Elle en conclut donc : « Nous soutenons que les résidents de Jérusalem-Est ne sont pas obligés de prêter allégeance à un État dont ils ne sont pas citoyens et que l’occupation leur a été imposée. De plus, en vertu du droit international, les personnes sous occupation ne sont pas tenues d’être loyales envers la puissance occupante et ont également le droit de combattre l’occupation ».
Maître Lea Tsemel (pourtant juive israélienne) ne doit pas être informée que l’occupation concernait la Jordanie. Or, le Royaume Hachémite a, unilatéralement, renoncé à la Cisjordanie (en 1988), dont faisait partie Jérusalem Est, avant l’annexion. Désormais, plus rien ne permet de contester la souveraineté d’Israël sur sa capitale éternelle, que ça lui plaise ou non. Dès lors, les résidents palestiniens de Jérusalem sont tenus de respecter l’Etat-nation du peuple juif, juif et démocratique, qu’ils aient ou non, prêté serment d’allégeance. En effet, comme tous les citoyens, juifs et non-juifs résidant en Israël (et bénéficiant de droits égaux), ils doivent respecter les règles du pays au sein duquel ils vivent (comme cela se fait dans tous les pays démocratiques) et, par conséquent, être loyal à son égard.
Dès lors, la décision du 18 octobre 2018, si elle est confirmée par la Cour Suprême, permettra d’élargir le concept d’allégeance à l’Etat juif à toutes les personnes vivant sur le sol israélien, peu importe qu’elles aient prêté serment d’allégeance à cet égard.
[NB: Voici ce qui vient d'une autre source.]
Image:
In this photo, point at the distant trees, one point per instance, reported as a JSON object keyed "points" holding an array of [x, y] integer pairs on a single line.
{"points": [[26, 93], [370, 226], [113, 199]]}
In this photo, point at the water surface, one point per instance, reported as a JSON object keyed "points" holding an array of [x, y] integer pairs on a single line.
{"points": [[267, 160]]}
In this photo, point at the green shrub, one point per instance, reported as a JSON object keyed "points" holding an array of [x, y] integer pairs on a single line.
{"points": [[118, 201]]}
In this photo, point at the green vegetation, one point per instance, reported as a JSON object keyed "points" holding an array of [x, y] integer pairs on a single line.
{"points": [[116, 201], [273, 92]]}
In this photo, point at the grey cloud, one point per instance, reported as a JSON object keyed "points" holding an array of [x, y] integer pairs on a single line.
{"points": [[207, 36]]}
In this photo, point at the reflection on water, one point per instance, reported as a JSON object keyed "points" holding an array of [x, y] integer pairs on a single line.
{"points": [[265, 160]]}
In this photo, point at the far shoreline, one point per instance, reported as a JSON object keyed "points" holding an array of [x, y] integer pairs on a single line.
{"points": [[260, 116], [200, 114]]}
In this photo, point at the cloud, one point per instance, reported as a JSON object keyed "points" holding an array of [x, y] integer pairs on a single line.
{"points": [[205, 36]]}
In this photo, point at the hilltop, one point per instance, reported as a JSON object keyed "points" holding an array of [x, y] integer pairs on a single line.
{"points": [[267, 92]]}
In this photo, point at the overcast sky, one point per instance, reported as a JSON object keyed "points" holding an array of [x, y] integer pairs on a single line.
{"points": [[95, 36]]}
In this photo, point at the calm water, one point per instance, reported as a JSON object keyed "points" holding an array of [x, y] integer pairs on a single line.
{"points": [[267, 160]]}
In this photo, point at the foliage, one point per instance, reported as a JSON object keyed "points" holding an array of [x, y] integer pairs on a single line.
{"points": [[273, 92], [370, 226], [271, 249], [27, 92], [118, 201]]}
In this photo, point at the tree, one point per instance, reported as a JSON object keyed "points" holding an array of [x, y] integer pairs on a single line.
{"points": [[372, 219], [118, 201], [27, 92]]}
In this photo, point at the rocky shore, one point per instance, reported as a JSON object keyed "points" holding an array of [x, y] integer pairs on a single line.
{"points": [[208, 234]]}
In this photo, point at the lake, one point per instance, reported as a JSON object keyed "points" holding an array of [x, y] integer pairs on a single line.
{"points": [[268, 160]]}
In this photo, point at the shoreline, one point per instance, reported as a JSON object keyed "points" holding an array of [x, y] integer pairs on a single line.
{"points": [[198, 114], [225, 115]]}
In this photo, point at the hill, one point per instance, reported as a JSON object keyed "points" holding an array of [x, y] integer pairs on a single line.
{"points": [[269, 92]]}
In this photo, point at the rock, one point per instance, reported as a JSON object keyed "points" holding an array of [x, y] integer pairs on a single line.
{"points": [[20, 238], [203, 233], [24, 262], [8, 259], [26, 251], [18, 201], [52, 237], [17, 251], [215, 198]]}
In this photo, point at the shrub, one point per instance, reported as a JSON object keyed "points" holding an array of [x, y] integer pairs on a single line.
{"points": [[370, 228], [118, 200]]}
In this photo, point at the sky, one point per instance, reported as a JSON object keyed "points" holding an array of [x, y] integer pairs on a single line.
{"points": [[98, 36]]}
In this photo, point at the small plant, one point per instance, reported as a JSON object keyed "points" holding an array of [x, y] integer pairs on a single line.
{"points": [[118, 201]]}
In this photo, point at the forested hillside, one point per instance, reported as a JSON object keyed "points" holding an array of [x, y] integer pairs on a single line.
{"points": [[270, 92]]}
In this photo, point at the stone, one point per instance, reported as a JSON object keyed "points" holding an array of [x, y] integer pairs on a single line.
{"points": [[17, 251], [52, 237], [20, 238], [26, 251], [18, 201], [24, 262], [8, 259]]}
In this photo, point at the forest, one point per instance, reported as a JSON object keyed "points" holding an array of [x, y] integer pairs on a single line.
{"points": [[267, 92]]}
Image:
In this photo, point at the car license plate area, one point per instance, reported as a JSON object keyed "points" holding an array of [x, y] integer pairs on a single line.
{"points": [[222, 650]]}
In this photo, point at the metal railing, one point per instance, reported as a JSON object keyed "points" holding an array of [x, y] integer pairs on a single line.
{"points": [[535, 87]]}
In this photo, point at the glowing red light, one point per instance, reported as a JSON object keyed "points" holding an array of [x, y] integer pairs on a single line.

En somme, la Loi du 10 octobre 2010 qui permet au Ministère de l’intérieur de refuser la résidence aux Palestiniens au motif qu’ils n’auraient pas prêté serment de loyauté à l’État ou qu’ils auraient commis un délit, est indifférente. Le principe de Loyauté à l’Etat juif pourrait, ainsi, être étendu à tous les palestiniens de Jérusalem, mais aussi à l’ensemble des ressortissants israéliens, où qu’ils vivent.